Parsing websites with curl and phpQuery

A while ago I had to crawl some websites to gather information about products. In the past I’ve used RegExp to parse the HTML, knowing it’s not the best method, but I just felt that PHP’s DOMDocument was clumsy.

I started coding the crawler with CakePHP 2.5.x and the following classes: electrolinux/phpquery and php-curl-class/php-curl-class.

The php-curl-class is pretty straight forward, it’s just easier to work with curl with it.

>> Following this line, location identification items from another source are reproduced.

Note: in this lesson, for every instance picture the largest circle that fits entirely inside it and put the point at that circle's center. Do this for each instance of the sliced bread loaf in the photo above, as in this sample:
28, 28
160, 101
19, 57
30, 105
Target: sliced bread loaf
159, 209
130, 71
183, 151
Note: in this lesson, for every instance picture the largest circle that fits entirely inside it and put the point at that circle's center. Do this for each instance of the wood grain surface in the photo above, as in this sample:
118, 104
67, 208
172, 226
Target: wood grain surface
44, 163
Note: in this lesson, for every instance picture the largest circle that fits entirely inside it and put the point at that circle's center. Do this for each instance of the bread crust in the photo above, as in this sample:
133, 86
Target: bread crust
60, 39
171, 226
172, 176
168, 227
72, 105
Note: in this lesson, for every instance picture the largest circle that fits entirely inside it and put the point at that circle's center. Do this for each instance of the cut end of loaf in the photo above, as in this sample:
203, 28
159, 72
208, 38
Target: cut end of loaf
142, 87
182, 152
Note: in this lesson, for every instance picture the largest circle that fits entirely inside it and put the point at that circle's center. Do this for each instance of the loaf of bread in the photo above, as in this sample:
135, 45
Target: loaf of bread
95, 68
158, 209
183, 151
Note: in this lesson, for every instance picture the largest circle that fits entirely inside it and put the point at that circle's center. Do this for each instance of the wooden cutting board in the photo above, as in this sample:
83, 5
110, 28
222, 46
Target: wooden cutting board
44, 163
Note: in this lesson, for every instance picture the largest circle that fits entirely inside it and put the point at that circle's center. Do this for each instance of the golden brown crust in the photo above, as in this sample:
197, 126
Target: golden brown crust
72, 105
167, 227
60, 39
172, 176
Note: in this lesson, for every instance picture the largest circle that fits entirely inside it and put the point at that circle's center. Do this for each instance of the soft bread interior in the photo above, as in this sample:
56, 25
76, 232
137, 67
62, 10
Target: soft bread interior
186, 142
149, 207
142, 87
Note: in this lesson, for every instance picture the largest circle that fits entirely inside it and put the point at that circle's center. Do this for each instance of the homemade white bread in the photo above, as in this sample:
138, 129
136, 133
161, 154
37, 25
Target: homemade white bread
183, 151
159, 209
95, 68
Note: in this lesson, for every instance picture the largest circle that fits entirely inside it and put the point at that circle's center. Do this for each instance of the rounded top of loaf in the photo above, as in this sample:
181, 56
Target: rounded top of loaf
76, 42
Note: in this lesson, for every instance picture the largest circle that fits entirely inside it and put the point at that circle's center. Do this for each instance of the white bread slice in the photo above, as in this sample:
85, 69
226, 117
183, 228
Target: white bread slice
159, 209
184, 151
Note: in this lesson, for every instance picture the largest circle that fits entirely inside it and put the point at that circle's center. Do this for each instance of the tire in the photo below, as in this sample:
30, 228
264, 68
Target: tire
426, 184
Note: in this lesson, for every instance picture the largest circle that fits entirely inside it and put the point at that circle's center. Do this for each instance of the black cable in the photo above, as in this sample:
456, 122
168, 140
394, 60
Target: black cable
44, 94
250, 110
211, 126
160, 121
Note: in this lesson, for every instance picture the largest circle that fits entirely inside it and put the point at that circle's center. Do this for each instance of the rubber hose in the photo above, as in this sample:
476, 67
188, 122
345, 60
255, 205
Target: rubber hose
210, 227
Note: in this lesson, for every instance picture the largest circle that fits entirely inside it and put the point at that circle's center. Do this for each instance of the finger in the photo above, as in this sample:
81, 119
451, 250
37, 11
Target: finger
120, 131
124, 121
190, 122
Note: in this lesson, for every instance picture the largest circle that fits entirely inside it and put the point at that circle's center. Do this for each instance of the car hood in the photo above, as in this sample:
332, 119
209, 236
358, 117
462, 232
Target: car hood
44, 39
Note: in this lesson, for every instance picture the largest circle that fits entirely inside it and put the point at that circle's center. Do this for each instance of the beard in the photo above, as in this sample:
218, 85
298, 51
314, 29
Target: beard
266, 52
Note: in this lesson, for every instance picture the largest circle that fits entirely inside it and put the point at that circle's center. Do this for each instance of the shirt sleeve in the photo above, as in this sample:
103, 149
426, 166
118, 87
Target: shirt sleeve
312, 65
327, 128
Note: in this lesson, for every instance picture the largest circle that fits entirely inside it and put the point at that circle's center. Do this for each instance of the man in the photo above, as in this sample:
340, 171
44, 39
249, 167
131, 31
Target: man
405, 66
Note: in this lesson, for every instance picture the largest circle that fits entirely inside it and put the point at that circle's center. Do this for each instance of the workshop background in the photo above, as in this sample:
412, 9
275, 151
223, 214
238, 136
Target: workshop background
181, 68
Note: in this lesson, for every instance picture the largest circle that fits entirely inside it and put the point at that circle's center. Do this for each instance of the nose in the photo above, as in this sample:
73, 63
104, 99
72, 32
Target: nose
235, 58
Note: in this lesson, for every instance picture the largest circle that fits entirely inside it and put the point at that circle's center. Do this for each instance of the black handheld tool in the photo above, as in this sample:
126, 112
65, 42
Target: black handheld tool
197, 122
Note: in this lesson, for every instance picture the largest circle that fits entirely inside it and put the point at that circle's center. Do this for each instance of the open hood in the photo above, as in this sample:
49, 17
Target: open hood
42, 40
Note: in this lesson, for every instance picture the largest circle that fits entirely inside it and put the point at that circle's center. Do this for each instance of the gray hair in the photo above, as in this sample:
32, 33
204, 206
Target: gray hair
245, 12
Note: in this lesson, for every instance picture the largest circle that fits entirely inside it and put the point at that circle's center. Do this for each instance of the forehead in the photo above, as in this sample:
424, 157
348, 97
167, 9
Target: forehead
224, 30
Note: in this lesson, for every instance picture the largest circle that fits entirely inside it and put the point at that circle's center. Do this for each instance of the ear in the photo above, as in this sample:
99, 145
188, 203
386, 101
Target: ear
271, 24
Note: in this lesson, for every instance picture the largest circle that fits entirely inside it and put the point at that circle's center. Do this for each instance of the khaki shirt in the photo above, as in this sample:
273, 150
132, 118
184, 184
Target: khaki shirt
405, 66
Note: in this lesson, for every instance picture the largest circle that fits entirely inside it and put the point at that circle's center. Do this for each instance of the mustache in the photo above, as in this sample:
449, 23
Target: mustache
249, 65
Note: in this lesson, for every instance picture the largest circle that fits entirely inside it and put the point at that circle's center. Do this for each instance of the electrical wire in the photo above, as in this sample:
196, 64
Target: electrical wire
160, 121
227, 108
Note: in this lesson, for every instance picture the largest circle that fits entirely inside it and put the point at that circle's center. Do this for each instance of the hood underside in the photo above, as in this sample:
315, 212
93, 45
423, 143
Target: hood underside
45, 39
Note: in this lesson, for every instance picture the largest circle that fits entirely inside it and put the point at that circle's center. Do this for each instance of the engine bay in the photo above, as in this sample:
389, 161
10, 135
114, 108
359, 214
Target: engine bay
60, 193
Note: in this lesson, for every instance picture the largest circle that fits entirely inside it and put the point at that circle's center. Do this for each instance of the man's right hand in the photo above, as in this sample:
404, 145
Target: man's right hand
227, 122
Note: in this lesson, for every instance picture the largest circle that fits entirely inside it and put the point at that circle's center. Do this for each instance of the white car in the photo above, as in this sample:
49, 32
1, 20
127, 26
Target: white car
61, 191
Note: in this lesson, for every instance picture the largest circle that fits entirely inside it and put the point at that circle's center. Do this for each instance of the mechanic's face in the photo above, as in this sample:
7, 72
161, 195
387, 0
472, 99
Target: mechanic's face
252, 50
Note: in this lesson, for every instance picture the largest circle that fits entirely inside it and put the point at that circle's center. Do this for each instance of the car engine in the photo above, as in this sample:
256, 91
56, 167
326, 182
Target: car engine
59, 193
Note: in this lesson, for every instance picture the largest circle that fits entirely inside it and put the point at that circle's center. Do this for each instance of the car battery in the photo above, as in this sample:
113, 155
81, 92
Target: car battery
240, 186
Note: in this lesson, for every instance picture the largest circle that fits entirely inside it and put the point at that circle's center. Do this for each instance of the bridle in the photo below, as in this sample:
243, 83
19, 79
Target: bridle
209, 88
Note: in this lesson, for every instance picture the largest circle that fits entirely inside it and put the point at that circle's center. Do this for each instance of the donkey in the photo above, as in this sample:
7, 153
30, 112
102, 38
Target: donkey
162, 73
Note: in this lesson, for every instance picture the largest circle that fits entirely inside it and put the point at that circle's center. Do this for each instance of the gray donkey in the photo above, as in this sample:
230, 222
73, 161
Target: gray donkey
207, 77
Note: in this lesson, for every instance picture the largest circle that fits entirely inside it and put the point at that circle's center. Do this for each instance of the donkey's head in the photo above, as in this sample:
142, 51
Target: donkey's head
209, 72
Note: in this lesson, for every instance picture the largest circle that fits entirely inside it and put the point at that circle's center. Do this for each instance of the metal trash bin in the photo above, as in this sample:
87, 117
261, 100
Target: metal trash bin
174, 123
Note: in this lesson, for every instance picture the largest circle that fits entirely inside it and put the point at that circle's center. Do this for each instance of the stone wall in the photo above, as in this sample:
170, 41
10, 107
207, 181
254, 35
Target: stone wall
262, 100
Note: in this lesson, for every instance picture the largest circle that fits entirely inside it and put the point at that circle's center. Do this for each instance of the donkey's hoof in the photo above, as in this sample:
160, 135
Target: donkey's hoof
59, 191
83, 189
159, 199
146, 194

In addition, the phpQuery is a library that let’s you use CSS3 selectors just like you do with jQuery.

I know it’s lame, but as example let’s get the title of SaveWalterWhite.

<?php
$curl = new \Curl\Curl();
$curl->get("http://www.savewalterwhite.com");
$pq = phpQuery::newDocument($curl->response);
echo $pq->find('title')->text();
?>

Obviously you can do more complex stuff, like getting all the image paths that are inside list items of the #walter-container div.

<?php
$curl = new \Curl\Curl();
$curl->get("http://www.savewalterwhite.com");
$pq = phpQuery::newDocument($curl->response);
for ($i=1;$i
$pics = $pq->find('div#walter-container li img')->attr('src');
if (!empty($pics)) { var_dump($pics); } 
?>

You can also use the selector on an iteration like this:

<?php
for ($i=1;$i<=$limit;$i++)
{
 $pics = $pq->find('div#product-detail ul li:nth-child('.$i.') a')->attr('data-image-zoom');
 if (!empty($pics))
 {
 $images[] = $pics;
 }
 }
?>

Checkout the phpQuery manual for further information. This class is handy and saved me a lot of time.